Since the Panthers don’t open their season until Sunday, there’s technically still time for things to change. But a report from TSN insider Frank Seravalli this week suggests we shouldn’t count on Yandle’s streak surviving the month. According to Seravalli, the Panthers have informed Yandle, 34, that “he does not factor into their plans” for the season. It’s possible he’s in the lineup for the season opener, but the expectation is he’ll be a healthy scratch sometime in the near future.
It was already becoming clear in camp that Yandle had fallen out of favor. He was moved off the top power-play unit and was operating with the secondary group of skaters without an assigned defense partner,. So why are the Panthers done with him? His power-play output was still above average as of last season. Among 60 blueliners who logged 100 or more minutes with the man advantage, he was a respectable 23rd in primary assists per 60, right between Dougie Hamilton and Shea Theodore. Yandle was 22nd in power-play points per 60, too. Not elite, but he was still PP1 material. He was even more productive at 5-on-5 last season, ranking 14th in points per 60 among 99 blueliners who played 1,000 or more minutes.
But those minutes were sheltered in Yandle’s case. Among that group of 99 defensemen, only one started a smaller percentage of shifts in the defensive zone than Yandle did. His most common forwards faced were Pierre Engvall and Pat Maroon. Yandle wasn’t being tasked with handling anything close to elite competition. The Panthers were outshot and outchanced with Yandle on the ice despite him playing those insulated minutes. So the Panthers will try to roll with a more defensively disciplined D-corps this season.
Still, to blacklist a well-established, NHL-caliber puck-moving defenseman so suddenly when camp opened didn’t quite add up. Is it possible the Panthers are worried about his no-movement clause when it comes to the expansion draft next season? The only way to avoid using a spot on Yandle is to nudge him out the door now.
So what happens to Yandle next? He might have trade value if the Panthers are willing to absorb some of his $6.35-million AAV for three more seasons including this one. He’s still more than capable of helping a team’s power play, but it’s a question of whether he’s willing to waive his NMC. A source close to the situation told the Hockey News that Yandle hasn’t been the initiator on any plans to waive the NMC and that the posturing comes entirely from the Panthers front office.
When assessing fits, the Bruins are the glaringly obvious team to mention.
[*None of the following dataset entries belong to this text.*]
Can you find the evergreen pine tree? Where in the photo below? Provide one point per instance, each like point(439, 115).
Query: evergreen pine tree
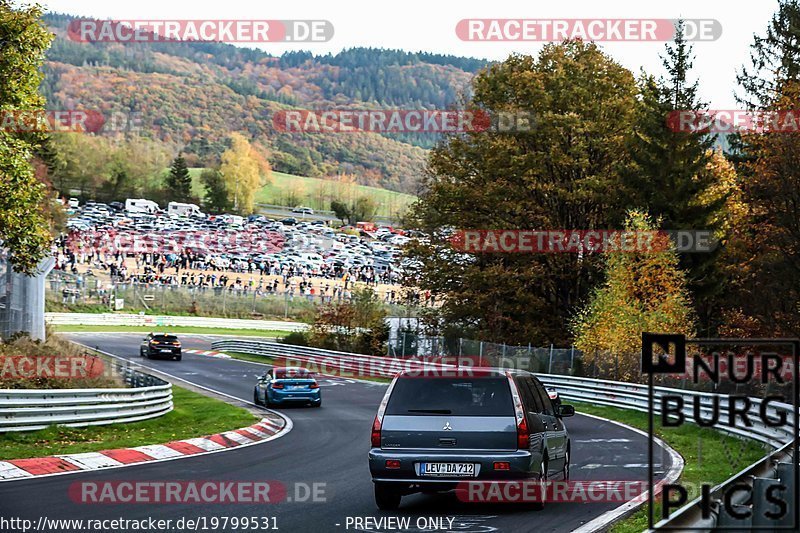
point(179, 182)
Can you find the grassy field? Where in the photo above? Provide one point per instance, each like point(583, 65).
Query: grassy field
point(172, 329)
point(291, 190)
point(708, 463)
point(194, 415)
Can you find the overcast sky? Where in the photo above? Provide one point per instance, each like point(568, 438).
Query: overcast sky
point(429, 25)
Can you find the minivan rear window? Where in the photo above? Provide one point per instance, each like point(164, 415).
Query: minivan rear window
point(451, 396)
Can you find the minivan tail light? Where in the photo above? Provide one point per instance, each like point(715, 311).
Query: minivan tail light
point(376, 433)
point(523, 435)
point(375, 437)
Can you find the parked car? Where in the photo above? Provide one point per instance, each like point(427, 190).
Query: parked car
point(554, 397)
point(287, 385)
point(160, 345)
point(432, 432)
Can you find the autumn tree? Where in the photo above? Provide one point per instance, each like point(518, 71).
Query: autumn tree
point(244, 171)
point(643, 291)
point(562, 173)
point(23, 227)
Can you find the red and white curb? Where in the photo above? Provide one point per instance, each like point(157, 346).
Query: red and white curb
point(265, 430)
point(209, 353)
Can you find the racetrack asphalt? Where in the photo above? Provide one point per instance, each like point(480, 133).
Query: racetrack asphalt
point(327, 446)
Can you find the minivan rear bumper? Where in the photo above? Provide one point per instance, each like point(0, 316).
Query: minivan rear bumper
point(522, 465)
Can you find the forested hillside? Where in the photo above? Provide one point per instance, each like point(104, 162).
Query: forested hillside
point(191, 96)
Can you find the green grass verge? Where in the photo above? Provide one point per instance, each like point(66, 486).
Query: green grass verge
point(194, 415)
point(703, 450)
point(65, 328)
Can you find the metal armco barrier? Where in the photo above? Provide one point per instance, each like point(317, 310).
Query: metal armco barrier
point(760, 475)
point(32, 409)
point(160, 321)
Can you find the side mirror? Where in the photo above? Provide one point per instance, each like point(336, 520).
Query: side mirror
point(566, 410)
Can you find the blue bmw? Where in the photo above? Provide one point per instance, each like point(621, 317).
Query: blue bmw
point(287, 385)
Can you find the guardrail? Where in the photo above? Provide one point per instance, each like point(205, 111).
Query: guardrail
point(774, 468)
point(157, 321)
point(32, 409)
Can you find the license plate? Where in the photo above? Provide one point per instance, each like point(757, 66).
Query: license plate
point(447, 469)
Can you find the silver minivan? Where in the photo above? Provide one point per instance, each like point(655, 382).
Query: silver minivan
point(434, 431)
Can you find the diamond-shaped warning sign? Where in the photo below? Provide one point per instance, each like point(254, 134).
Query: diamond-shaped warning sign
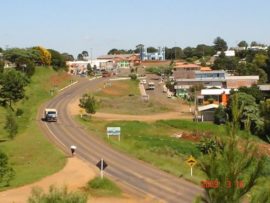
point(191, 161)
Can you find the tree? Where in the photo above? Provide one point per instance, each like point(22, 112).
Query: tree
point(67, 57)
point(151, 49)
point(89, 70)
point(220, 44)
point(89, 103)
point(12, 86)
point(85, 54)
point(260, 60)
point(57, 59)
point(254, 43)
point(2, 65)
point(232, 172)
point(188, 51)
point(45, 55)
point(80, 57)
point(265, 111)
point(25, 65)
point(7, 173)
point(250, 114)
point(57, 195)
point(243, 44)
point(139, 48)
point(11, 125)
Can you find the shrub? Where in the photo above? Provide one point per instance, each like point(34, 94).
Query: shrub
point(133, 76)
point(56, 195)
point(19, 112)
point(6, 172)
point(89, 103)
point(11, 125)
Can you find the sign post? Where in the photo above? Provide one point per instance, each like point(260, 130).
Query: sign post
point(101, 165)
point(191, 161)
point(112, 131)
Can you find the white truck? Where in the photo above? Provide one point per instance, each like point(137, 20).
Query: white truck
point(151, 86)
point(50, 115)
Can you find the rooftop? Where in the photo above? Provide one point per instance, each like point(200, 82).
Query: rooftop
point(186, 65)
point(215, 91)
point(113, 56)
point(207, 107)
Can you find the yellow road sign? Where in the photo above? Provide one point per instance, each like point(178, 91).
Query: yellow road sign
point(191, 161)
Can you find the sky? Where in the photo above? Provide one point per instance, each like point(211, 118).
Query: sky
point(100, 25)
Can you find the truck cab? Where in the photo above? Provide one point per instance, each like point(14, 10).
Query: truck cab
point(151, 86)
point(50, 115)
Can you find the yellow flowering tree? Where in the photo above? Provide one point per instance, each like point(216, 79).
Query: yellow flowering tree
point(45, 55)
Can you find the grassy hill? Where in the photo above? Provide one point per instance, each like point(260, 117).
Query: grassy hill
point(30, 153)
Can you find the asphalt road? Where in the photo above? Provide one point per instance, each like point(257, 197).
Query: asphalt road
point(133, 173)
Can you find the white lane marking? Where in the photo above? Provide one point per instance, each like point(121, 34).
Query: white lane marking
point(68, 86)
point(95, 78)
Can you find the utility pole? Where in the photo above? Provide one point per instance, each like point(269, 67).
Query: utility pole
point(91, 55)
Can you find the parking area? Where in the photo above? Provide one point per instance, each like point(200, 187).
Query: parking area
point(158, 93)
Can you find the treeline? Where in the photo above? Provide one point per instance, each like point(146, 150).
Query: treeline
point(25, 59)
point(249, 59)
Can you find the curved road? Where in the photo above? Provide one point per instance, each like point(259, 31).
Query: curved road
point(133, 173)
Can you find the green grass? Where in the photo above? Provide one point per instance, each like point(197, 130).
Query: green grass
point(103, 187)
point(151, 142)
point(123, 97)
point(30, 153)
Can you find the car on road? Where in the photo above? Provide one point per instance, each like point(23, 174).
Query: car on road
point(151, 86)
point(143, 82)
point(50, 115)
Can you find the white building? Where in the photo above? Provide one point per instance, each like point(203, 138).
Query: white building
point(79, 67)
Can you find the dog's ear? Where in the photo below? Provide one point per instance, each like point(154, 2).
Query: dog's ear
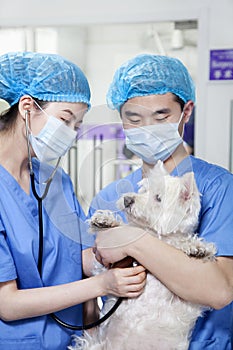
point(187, 186)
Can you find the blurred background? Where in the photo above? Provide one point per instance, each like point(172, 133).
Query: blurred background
point(101, 35)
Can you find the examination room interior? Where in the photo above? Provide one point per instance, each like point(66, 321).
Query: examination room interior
point(101, 35)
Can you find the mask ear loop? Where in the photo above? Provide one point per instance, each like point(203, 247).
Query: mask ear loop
point(28, 143)
point(49, 180)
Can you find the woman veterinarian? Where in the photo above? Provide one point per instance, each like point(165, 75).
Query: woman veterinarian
point(41, 274)
point(151, 92)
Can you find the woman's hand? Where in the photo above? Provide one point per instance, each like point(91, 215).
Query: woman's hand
point(126, 282)
point(112, 245)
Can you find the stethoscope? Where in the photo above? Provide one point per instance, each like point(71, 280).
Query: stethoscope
point(41, 238)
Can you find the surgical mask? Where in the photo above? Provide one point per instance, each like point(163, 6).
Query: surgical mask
point(154, 142)
point(53, 141)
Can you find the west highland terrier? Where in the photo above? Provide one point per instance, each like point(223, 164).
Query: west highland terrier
point(168, 208)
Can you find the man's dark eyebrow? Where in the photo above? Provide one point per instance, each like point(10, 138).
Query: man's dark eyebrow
point(162, 111)
point(130, 114)
point(159, 111)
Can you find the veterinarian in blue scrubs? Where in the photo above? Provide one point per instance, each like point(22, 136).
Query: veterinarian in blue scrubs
point(48, 98)
point(150, 92)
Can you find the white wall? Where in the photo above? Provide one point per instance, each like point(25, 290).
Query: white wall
point(215, 32)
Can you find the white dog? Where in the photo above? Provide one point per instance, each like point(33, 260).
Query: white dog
point(168, 207)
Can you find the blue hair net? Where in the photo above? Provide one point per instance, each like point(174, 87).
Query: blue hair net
point(47, 77)
point(148, 74)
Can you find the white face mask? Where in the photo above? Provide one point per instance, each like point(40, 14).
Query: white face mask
point(53, 141)
point(154, 142)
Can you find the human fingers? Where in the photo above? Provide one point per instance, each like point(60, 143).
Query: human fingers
point(126, 284)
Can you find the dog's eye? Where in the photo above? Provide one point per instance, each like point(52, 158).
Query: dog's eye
point(157, 198)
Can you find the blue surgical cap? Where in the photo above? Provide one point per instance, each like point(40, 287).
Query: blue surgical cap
point(148, 74)
point(47, 77)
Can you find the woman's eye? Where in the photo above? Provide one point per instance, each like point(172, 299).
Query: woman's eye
point(157, 198)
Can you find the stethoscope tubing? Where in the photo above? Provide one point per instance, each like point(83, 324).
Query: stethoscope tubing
point(40, 262)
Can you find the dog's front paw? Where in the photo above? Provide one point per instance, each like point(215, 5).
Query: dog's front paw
point(103, 219)
point(202, 250)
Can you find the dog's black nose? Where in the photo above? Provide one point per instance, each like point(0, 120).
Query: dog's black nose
point(128, 201)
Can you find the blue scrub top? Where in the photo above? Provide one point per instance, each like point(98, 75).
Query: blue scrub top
point(62, 260)
point(213, 331)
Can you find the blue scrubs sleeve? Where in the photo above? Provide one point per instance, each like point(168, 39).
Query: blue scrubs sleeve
point(7, 266)
point(217, 214)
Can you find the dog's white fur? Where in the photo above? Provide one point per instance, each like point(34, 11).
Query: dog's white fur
point(168, 207)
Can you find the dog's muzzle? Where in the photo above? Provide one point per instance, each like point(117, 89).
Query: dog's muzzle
point(128, 201)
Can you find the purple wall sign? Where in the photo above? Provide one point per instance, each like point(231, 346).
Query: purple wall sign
point(221, 64)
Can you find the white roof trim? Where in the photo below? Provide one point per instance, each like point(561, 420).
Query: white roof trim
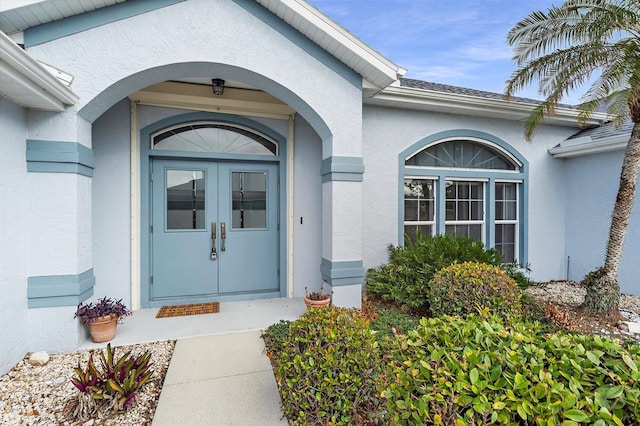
point(336, 40)
point(28, 83)
point(585, 145)
point(433, 100)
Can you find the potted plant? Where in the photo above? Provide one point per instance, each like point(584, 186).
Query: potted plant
point(102, 317)
point(317, 299)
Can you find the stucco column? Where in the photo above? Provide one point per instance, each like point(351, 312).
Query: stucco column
point(60, 274)
point(341, 265)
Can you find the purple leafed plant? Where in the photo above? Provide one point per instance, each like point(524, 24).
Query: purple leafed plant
point(104, 307)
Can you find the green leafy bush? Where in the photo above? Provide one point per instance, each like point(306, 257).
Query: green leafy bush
point(489, 370)
point(391, 321)
point(276, 336)
point(405, 278)
point(465, 288)
point(329, 370)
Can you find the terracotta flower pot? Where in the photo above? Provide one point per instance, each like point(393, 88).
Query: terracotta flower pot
point(103, 329)
point(317, 303)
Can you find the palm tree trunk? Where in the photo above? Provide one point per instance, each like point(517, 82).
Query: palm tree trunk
point(603, 290)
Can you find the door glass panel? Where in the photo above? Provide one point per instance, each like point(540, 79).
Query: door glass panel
point(249, 195)
point(185, 199)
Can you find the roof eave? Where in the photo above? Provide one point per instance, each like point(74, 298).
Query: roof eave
point(28, 83)
point(433, 100)
point(352, 51)
point(585, 146)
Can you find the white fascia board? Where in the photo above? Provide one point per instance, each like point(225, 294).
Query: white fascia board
point(408, 97)
point(585, 146)
point(14, 61)
point(323, 24)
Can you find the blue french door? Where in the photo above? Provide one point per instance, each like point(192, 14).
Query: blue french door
point(214, 229)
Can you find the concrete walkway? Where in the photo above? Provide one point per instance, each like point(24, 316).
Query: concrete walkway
point(224, 379)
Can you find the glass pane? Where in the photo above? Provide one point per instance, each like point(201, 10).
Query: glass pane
point(477, 210)
point(412, 230)
point(185, 199)
point(463, 210)
point(506, 241)
point(510, 210)
point(214, 137)
point(249, 200)
point(472, 230)
point(461, 154)
point(411, 210)
point(419, 200)
point(499, 209)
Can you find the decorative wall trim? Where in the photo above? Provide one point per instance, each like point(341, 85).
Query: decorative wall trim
point(60, 290)
point(85, 21)
point(337, 168)
point(59, 157)
point(339, 273)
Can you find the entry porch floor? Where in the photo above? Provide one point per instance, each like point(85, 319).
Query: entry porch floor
point(143, 326)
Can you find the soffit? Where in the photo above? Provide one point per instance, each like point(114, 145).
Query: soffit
point(28, 83)
point(16, 19)
point(336, 40)
point(478, 105)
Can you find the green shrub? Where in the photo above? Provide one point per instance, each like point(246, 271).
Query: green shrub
point(329, 370)
point(487, 370)
point(276, 336)
point(461, 289)
point(405, 278)
point(519, 274)
point(391, 321)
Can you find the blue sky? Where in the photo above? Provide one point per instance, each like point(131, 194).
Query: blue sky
point(458, 42)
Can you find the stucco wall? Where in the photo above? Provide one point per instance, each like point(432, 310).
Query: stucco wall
point(387, 132)
point(13, 227)
point(307, 205)
point(591, 183)
point(111, 204)
point(212, 38)
point(111, 198)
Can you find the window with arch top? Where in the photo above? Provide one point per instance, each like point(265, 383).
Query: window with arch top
point(215, 137)
point(466, 185)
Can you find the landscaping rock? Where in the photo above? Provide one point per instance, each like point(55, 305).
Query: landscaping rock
point(39, 358)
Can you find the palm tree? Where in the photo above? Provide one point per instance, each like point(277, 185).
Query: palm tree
point(594, 43)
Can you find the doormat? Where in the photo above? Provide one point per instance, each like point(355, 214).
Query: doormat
point(183, 310)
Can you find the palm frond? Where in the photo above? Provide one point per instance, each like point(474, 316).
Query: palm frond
point(563, 48)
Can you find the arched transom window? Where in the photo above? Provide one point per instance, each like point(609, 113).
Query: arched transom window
point(468, 187)
point(462, 154)
point(214, 137)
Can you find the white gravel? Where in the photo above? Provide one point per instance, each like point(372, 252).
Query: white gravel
point(573, 293)
point(37, 395)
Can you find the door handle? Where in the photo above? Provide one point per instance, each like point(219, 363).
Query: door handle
point(223, 232)
point(214, 253)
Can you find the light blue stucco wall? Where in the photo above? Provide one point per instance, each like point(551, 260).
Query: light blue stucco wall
point(387, 132)
point(591, 184)
point(112, 209)
point(307, 205)
point(13, 244)
point(217, 38)
point(111, 199)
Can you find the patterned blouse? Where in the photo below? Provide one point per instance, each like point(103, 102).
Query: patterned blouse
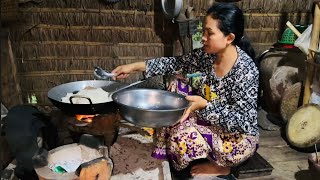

Yandle is a Massachusetts native. Perhaps he’d be more likely to waive his NMC to go there than anywhere else. The Bruins, having lost left-shot Torey Krug to free agency, are giving Matt Grzelcyk the keys to the power play but could opt for Yandle if they preferred a veteran presence. They could hand him a lower-leverage role like the Tampa Bay Lightning did Kevin Shattenkirk last season.
As for other possible trade partners, it’s easy to see the “hockey fits,” but the financial fits look more challenging. The New York Islanders, for instance, could use a left-shot puck-mover on defense after trading Devon Toews away, but it was the lack of cap space that forced GM Lou Lamoriello to move Toews, so it’s tough to imagine there being room for Yandle. A Canadian team would be a tall order as a suitor, too, because Yandle would have to quarantine for two weeks upon crossing the border after a trade. The Canadian government granted quarantine exemptions to establish training camps, but teams are subjected to provincial rules during the regular season. It’s also tough to imagine Yandle waiving his NMC to cross the border and leave his family behind in the U.S.
Any trade, then, will be difficult to pull off. With Yandle’s defensive play declining, his contract prohibitive, the flat salary cap squeezing teams around the league and COVID-19 complicating player movement, the odds are stacked against a Yandle deal. But here’s hoping he and the Panthers find a resolution in time to keep the ironman streak alive, as unlikely as that is.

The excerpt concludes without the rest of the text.